Hexion to Exercise Right to Extend Merger Agreement
THE WOODLANDS, TX – Huntsman Corporation (“Huntsman”) announced today that it has received notice from Hexion Specialty Chemicals, Inc. (”Hexion”) that Hexion will exercise its right under Section 7.1(b)(ii) of the Agreement and Plan of Merger dated July 12, 2007 (“Merger Agreement”) to extend the Termination Date by 90 days from April 5th to July 4th, 2008.

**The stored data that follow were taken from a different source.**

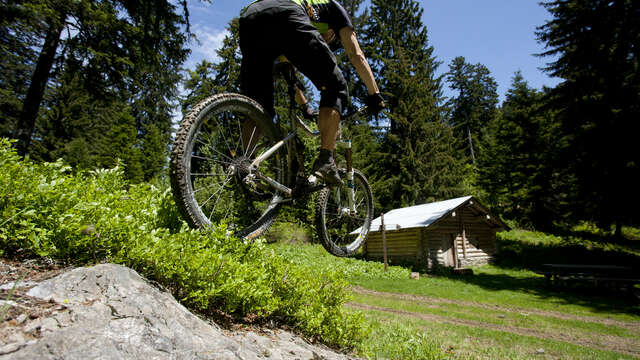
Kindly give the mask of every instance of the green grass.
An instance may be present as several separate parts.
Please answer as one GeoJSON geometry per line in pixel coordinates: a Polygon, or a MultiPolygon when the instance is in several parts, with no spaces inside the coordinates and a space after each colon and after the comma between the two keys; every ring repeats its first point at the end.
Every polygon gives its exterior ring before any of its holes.
{"type": "MultiPolygon", "coordinates": [[[[358,287],[347,306],[365,313],[370,334],[357,351],[367,358],[631,359],[640,354],[640,306],[630,294],[550,289],[535,267],[515,261],[532,247],[544,261],[569,249],[597,257],[605,245],[515,230],[499,243],[502,255],[515,252],[515,259],[474,268],[470,276],[443,271],[419,280],[402,267],[385,274],[379,263],[331,257],[318,245],[272,248],[310,271],[333,269],[358,287]]],[[[607,260],[635,257],[625,244],[606,251],[607,260]]]]}
{"type": "Polygon", "coordinates": [[[369,312],[369,336],[356,355],[368,359],[435,360],[450,358],[439,339],[406,321],[389,321],[386,314],[369,312]]]}
{"type": "MultiPolygon", "coordinates": [[[[535,281],[535,278],[527,279],[525,271],[495,267],[478,268],[475,271],[480,277],[483,274],[501,275],[521,281],[535,281]]],[[[635,351],[640,350],[637,305],[612,297],[602,297],[597,301],[600,305],[593,306],[589,304],[589,296],[570,295],[570,299],[579,300],[571,303],[567,296],[527,289],[521,282],[515,282],[516,286],[511,289],[508,288],[509,282],[506,282],[500,290],[495,290],[473,280],[449,277],[395,281],[360,279],[352,283],[381,292],[424,296],[425,299],[419,301],[400,296],[355,293],[352,302],[387,309],[386,312],[367,311],[366,319],[393,320],[391,324],[402,323],[406,327],[413,327],[413,331],[439,343],[441,349],[453,349],[449,352],[454,358],[528,359],[536,358],[536,350],[540,348],[552,358],[632,358],[611,351],[616,348],[606,347],[609,341],[618,342],[620,345],[617,349],[635,344],[635,351]],[[429,301],[429,298],[433,301],[429,301]],[[609,304],[608,310],[602,306],[605,303],[609,304]],[[422,314],[427,319],[436,320],[421,319],[422,314]],[[635,324],[635,327],[625,326],[629,324],[635,324]],[[517,328],[525,335],[514,334],[508,329],[501,331],[502,327],[517,328]],[[549,338],[526,336],[529,332],[549,338]],[[570,334],[571,337],[563,341],[558,334],[570,334]],[[603,338],[605,340],[601,340],[603,338]]],[[[365,345],[374,349],[372,346],[365,345]]]]}
{"type": "Polygon", "coordinates": [[[535,329],[545,332],[580,332],[585,336],[598,336],[606,333],[618,337],[636,338],[637,332],[627,328],[607,325],[598,322],[581,321],[553,316],[532,315],[526,311],[491,310],[484,307],[430,303],[428,300],[402,300],[381,298],[377,295],[354,294],[353,301],[394,310],[402,310],[417,314],[436,315],[439,317],[467,320],[496,326],[514,326],[523,329],[535,329]]]}
{"type": "MultiPolygon", "coordinates": [[[[430,346],[425,349],[435,347],[450,359],[634,359],[632,356],[618,352],[563,341],[539,339],[477,327],[436,323],[378,311],[367,312],[365,318],[371,323],[378,324],[376,328],[378,333],[395,331],[397,327],[401,327],[406,333],[420,334],[422,338],[429,339],[430,346]],[[433,344],[438,344],[438,346],[433,344]],[[538,354],[539,349],[543,349],[544,354],[538,354]]],[[[386,356],[394,354],[394,351],[386,349],[387,346],[394,347],[394,345],[382,343],[378,339],[381,337],[370,337],[364,345],[369,353],[376,354],[372,358],[406,359],[386,356]]]]}
{"type": "Polygon", "coordinates": [[[638,267],[640,241],[637,229],[625,228],[618,239],[590,226],[578,226],[564,234],[512,230],[498,233],[496,264],[501,267],[536,269],[541,264],[598,264],[638,267]]]}
{"type": "Polygon", "coordinates": [[[461,301],[479,301],[521,309],[539,309],[567,314],[640,320],[640,306],[627,297],[554,291],[544,277],[529,270],[504,269],[493,265],[474,268],[472,276],[423,276],[414,281],[384,279],[351,280],[365,288],[461,301]]]}
{"type": "Polygon", "coordinates": [[[408,279],[410,270],[400,266],[390,266],[387,272],[377,261],[354,258],[339,258],[329,254],[320,245],[272,244],[270,248],[291,263],[311,273],[330,272],[345,279],[387,279],[389,281],[408,279]]]}

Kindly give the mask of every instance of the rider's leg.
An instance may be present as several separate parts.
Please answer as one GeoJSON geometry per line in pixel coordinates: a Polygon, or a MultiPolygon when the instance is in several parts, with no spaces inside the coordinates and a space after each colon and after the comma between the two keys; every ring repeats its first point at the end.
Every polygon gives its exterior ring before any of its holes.
{"type": "Polygon", "coordinates": [[[333,152],[340,130],[340,113],[334,108],[321,107],[318,115],[318,128],[320,130],[320,148],[333,152]]]}
{"type": "Polygon", "coordinates": [[[320,129],[320,154],[313,163],[313,172],[330,185],[342,184],[333,150],[336,148],[338,131],[340,131],[340,113],[332,107],[321,107],[318,118],[320,129]]]}
{"type": "Polygon", "coordinates": [[[333,159],[333,150],[340,129],[342,105],[348,100],[347,82],[320,34],[317,31],[309,34],[315,34],[315,37],[310,36],[305,48],[291,51],[287,58],[320,90],[318,127],[321,149],[313,172],[329,185],[340,185],[342,180],[333,159]]]}

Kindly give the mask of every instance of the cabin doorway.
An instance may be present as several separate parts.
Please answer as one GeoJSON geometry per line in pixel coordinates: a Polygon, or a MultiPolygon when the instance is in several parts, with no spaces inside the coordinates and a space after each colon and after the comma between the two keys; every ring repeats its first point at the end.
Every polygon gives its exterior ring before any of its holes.
{"type": "Polygon", "coordinates": [[[443,266],[456,267],[454,239],[454,236],[445,236],[442,239],[443,266]]]}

Huntsman and Hexion had previously announced on October 4, 2007, that each had received a request for additional information (commonly known as a “second request”) from the Federal Trade Commission (the “FTC”) under the Hart-Scott-Rodino Antitrust Improvements Act of 1976, as amended (the “HSR Act”). Huntsman and Hexion have agreed with the FTC to allow the FTC additional time to review the merger, such that the merger is not expected to close before May 3, 2008. Huntsman and Hexion also continue to work closely with regulatory agencies in other jurisdictions, including the European Union.
Peter Huntsman, President and CEO, noted, “This extension was clearly contemplated by the terms of the merger agreement that we entered into with Hexion last July. We continue to work diligently with Hexion and its advisors to secure the regulatory approvals that are necessary to close the transaction.”
Under the terms of the Merger Agreement, the $28.00 per common share cash price to be paid by Hexion upon any completion of the merger that occurs after April 5, 2008 will be increased at the rate of 8% per annum (inclusive of any dividends paid) beginning on April 5, 2008.